Cleft palate occurs in up to 1:1,000 live births and is associated with mutations in multiple genes. Palatogenesis involves a complex choreography of palatal shelf elongation, elevation, and fusion. Transforming growth factor β (TGFβ) and bone morphogenetic protein 2 (BMP2) canonical signaling is required during each stage of palate development. The type III TGFβ receptor (TGFβR3) binds all three TGFβ ligands and BMP2, but its contribution to palatogenesis is unknown. The role of TGFβR3 during palate formation was found to be during palatal shelf elongation and elevation. Tgfbr3(-) (/) (-) embryos displayed reduced palatal shelf width and height, changes in proliferation and apoptosis, and reduced vascular and osteoblast differentiation. Abnormal vascular plexus organization as well as aberrant expression of arterial (Notch1, Alk1), venous (EphB4), and lymphatic (Lyve1) markers was also observed.

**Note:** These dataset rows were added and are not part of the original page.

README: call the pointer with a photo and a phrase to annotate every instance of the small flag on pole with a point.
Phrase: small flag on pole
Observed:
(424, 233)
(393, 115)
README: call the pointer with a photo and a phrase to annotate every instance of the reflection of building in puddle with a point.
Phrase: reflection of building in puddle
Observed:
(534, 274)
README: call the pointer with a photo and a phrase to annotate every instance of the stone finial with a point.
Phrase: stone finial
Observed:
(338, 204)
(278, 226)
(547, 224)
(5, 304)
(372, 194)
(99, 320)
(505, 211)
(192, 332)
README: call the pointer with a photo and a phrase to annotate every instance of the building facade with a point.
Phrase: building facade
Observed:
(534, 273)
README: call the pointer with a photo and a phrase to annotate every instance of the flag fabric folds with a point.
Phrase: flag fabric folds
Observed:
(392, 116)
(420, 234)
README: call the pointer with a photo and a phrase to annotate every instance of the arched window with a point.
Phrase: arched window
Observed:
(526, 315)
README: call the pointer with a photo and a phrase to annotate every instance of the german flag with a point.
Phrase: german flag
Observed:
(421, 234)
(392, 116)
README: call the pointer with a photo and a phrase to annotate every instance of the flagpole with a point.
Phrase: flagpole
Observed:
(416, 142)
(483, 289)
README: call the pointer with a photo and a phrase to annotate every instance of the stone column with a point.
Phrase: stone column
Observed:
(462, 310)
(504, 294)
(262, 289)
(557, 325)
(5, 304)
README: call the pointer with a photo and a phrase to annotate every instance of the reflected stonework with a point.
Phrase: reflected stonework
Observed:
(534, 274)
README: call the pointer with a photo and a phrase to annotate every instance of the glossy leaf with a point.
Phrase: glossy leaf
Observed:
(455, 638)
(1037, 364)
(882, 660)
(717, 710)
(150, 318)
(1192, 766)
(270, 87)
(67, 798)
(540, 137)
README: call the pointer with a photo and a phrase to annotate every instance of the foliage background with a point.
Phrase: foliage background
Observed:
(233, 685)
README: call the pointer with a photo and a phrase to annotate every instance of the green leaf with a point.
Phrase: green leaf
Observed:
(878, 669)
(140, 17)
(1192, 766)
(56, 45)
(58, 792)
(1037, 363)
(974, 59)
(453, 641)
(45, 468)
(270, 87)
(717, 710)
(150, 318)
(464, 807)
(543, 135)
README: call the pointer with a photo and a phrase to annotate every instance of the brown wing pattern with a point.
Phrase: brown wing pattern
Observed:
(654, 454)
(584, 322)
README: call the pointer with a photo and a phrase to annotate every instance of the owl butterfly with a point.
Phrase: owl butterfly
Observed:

Decreased osteoblast differentiation factors (Runx2, alk phos, osteocalcin, col1A1, and col1A2) demonstrated poor mesenchymal cell commitment to the osteoblast lineage within the maxilla and palatal shelves in Tgfbr3(-) (/) (-) embryos. Additionally, in vitro bone mineralization induced by osteogenic medium (OM+BMP2) was insufficient in Tgfbr3(-) (/) (-) palatal mesenchyme, but mineralization was rescued by overexpression of TGFβR3. These data reveal a critical, previously unrecognized role for TGFβR3 in vascular and osteoblast development during palatogenesis.